Багряными отсветами степного костра мелькала и мелькала в их семье учительница Кушникова.
Все тогда жалели закованную в молчание матушку Лизавету, кроме старой Марианны Егоровны.
– Казачье упрямство, – говорила она, поджимая губы. – То-то горе! Сами еле-еле концы с концами сводят, а о слепом котёнке страдают! Правда, я сама-то едва умом не подвинулась, когда Магду потеряла, черноглазого первенца моего… А Надежда последняя у неё… Ведь годики уже… И как не было у них счастья с Филаретом, так и не будет, а виноват во всём дед твой – азиат. Ведь просил Филарет отдать за себя не младшую, а старшую дочь, Глафиру, которая сначала с родителями жила, а потом вышла замуж за моряка, он на море, правда, только ревматизм ног нажил, а теперь вот вроде прииском управляет.
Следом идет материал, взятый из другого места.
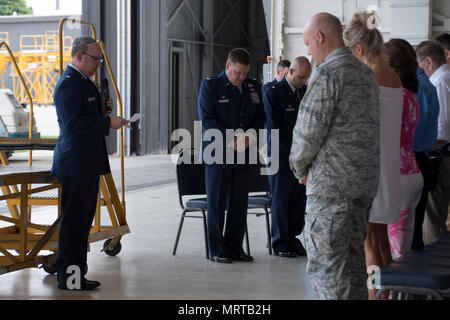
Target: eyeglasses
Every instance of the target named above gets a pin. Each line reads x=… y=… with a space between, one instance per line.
x=97 y=59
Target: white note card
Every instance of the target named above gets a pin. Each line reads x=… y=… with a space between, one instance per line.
x=136 y=117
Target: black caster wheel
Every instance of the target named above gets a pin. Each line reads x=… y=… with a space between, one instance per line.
x=51 y=268
x=110 y=249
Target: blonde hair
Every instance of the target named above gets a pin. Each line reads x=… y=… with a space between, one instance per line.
x=362 y=29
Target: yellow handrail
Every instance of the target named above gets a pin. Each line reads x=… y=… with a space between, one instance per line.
x=19 y=73
x=119 y=99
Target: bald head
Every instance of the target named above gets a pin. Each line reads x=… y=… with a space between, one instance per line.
x=323 y=35
x=299 y=72
x=326 y=23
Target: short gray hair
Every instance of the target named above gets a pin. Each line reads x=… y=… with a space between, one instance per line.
x=431 y=49
x=81 y=45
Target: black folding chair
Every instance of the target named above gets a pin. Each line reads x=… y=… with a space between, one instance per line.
x=191 y=182
x=260 y=184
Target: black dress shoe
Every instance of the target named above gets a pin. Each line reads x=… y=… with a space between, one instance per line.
x=221 y=259
x=243 y=257
x=86 y=285
x=285 y=253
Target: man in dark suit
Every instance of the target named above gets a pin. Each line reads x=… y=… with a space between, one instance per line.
x=229 y=101
x=282 y=70
x=281 y=102
x=80 y=156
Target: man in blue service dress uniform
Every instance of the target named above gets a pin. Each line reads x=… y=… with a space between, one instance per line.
x=229 y=101
x=80 y=157
x=281 y=103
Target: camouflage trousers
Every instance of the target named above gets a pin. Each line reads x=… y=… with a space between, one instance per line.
x=334 y=231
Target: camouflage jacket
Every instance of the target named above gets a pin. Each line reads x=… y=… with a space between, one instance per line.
x=336 y=138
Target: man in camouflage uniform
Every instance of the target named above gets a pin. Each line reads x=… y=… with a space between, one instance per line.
x=335 y=152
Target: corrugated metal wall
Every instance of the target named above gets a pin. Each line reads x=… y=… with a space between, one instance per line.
x=175 y=44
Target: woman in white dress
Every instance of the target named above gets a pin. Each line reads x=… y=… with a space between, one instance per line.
x=366 y=43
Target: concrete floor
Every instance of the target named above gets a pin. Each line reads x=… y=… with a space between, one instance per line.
x=146 y=268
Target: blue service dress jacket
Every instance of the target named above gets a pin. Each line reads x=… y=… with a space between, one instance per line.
x=81 y=147
x=281 y=106
x=222 y=107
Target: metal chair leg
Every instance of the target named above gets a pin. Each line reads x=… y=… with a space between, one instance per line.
x=205 y=230
x=180 y=226
x=246 y=240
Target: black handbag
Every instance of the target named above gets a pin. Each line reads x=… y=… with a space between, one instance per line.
x=435 y=157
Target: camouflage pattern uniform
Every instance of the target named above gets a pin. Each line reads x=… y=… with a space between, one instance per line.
x=336 y=147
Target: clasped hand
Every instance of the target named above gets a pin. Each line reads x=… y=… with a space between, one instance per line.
x=116 y=122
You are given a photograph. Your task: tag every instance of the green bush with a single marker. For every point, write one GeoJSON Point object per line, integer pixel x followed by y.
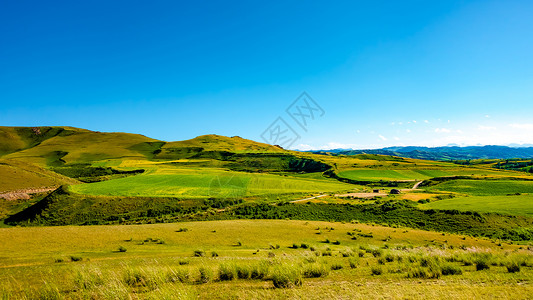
{"type": "Point", "coordinates": [482, 264]}
{"type": "Point", "coordinates": [226, 272]}
{"type": "Point", "coordinates": [450, 269]}
{"type": "Point", "coordinates": [182, 262]}
{"type": "Point", "coordinates": [424, 273]}
{"type": "Point", "coordinates": [315, 270]}
{"type": "Point", "coordinates": [259, 270]}
{"type": "Point", "coordinates": [376, 271]}
{"type": "Point", "coordinates": [206, 274]}
{"type": "Point", "coordinates": [286, 277]}
{"type": "Point", "coordinates": [513, 267]}
{"type": "Point", "coordinates": [178, 275]}
{"type": "Point", "coordinates": [353, 263]}
{"type": "Point", "coordinates": [243, 271]}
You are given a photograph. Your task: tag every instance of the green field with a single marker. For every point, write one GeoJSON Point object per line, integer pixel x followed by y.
{"type": "Point", "coordinates": [485, 187]}
{"type": "Point", "coordinates": [246, 259]}
{"type": "Point", "coordinates": [411, 173]}
{"type": "Point", "coordinates": [208, 183]}
{"type": "Point", "coordinates": [514, 205]}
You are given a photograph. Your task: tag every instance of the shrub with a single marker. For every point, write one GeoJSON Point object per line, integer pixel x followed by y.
{"type": "Point", "coordinates": [315, 270]}
{"type": "Point", "coordinates": [481, 264]}
{"type": "Point", "coordinates": [353, 263]}
{"type": "Point", "coordinates": [226, 272]}
{"type": "Point", "coordinates": [179, 275]}
{"type": "Point", "coordinates": [376, 252]}
{"type": "Point", "coordinates": [449, 269]}
{"type": "Point", "coordinates": [243, 272]}
{"type": "Point", "coordinates": [347, 254]}
{"type": "Point", "coordinates": [513, 267]}
{"type": "Point", "coordinates": [206, 274]}
{"type": "Point", "coordinates": [135, 277]}
{"type": "Point", "coordinates": [376, 271]}
{"type": "Point", "coordinates": [182, 262]}
{"type": "Point", "coordinates": [260, 270]}
{"type": "Point", "coordinates": [424, 273]}
{"type": "Point", "coordinates": [88, 278]}
{"type": "Point", "coordinates": [286, 277]}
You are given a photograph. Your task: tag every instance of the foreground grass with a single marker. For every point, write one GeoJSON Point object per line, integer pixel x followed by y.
{"type": "Point", "coordinates": [521, 205]}
{"type": "Point", "coordinates": [248, 259]}
{"type": "Point", "coordinates": [208, 182]}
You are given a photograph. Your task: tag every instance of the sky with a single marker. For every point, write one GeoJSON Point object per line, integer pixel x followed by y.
{"type": "Point", "coordinates": [301, 74]}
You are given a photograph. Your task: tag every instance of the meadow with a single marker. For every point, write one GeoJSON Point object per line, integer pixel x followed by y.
{"type": "Point", "coordinates": [413, 173]}
{"type": "Point", "coordinates": [223, 218]}
{"type": "Point", "coordinates": [257, 259]}
{"type": "Point", "coordinates": [208, 182]}
{"type": "Point", "coordinates": [521, 205]}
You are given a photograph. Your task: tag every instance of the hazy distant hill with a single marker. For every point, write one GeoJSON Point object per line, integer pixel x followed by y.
{"type": "Point", "coordinates": [444, 153]}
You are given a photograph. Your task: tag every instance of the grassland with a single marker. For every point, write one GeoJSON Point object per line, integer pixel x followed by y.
{"type": "Point", "coordinates": [454, 237]}
{"type": "Point", "coordinates": [414, 173]}
{"type": "Point", "coordinates": [207, 182]}
{"type": "Point", "coordinates": [485, 187]}
{"type": "Point", "coordinates": [178, 261]}
{"type": "Point", "coordinates": [520, 205]}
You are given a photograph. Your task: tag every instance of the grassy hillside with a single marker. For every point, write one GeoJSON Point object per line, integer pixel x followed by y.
{"type": "Point", "coordinates": [258, 259]}
{"type": "Point", "coordinates": [208, 182]}
{"type": "Point", "coordinates": [18, 175]}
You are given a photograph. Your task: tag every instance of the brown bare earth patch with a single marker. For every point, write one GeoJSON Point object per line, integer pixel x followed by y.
{"type": "Point", "coordinates": [362, 195]}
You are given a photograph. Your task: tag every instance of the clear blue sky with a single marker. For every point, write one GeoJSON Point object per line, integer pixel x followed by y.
{"type": "Point", "coordinates": [384, 72]}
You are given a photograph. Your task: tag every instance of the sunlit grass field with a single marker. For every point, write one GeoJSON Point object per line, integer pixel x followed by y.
{"type": "Point", "coordinates": [513, 205]}
{"type": "Point", "coordinates": [246, 259]}
{"type": "Point", "coordinates": [413, 173]}
{"type": "Point", "coordinates": [208, 182]}
{"type": "Point", "coordinates": [486, 187]}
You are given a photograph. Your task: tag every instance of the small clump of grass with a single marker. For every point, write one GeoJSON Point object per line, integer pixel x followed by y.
{"type": "Point", "coordinates": [226, 272]}
{"type": "Point", "coordinates": [513, 267]}
{"type": "Point", "coordinates": [450, 269]}
{"type": "Point", "coordinates": [376, 271]}
{"type": "Point", "coordinates": [315, 270]}
{"type": "Point", "coordinates": [286, 277]}
{"type": "Point", "coordinates": [353, 263]}
{"type": "Point", "coordinates": [206, 274]}
{"type": "Point", "coordinates": [243, 271]}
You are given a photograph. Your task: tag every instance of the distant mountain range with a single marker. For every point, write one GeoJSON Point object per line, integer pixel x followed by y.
{"type": "Point", "coordinates": [442, 153]}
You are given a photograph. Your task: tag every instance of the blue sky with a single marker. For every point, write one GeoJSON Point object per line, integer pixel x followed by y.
{"type": "Point", "coordinates": [384, 72]}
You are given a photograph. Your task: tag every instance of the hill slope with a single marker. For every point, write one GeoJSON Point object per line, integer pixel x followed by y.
{"type": "Point", "coordinates": [444, 153]}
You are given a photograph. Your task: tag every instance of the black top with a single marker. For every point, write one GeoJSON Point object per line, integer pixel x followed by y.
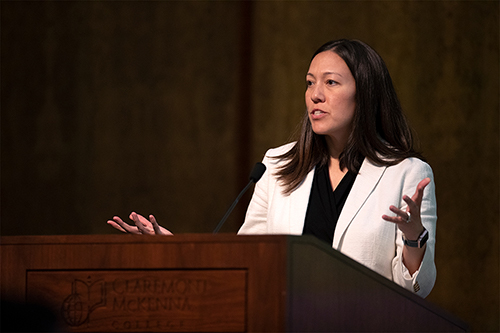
{"type": "Point", "coordinates": [325, 205]}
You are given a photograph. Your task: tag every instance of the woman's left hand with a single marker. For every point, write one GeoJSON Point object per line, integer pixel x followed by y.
{"type": "Point", "coordinates": [409, 221]}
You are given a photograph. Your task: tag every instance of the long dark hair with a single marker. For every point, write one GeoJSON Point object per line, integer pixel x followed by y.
{"type": "Point", "coordinates": [380, 131]}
Отказал наотрез! «Нет, – сказал, – бери, младшую!» И что про что? Упёрся, и всё. Филарет ходил-ходил и согласился. А что было делать? Я-то бедная чиновничья вдова, вот он и женился. Небось, думал голубь, поближе к Глафире будет. А та уехала вскоре.
Её крохотные ноги утопали в звенящей траве, где могли затаиться ядовитые змеи, но бабушка знала заговор, и Юлия бродила вместе с ней по жёлто-коричневым сопкам, ничего не опасаясь: ни одна змея не смогла проскользнуть сквозь мысленную бабушкину преграду.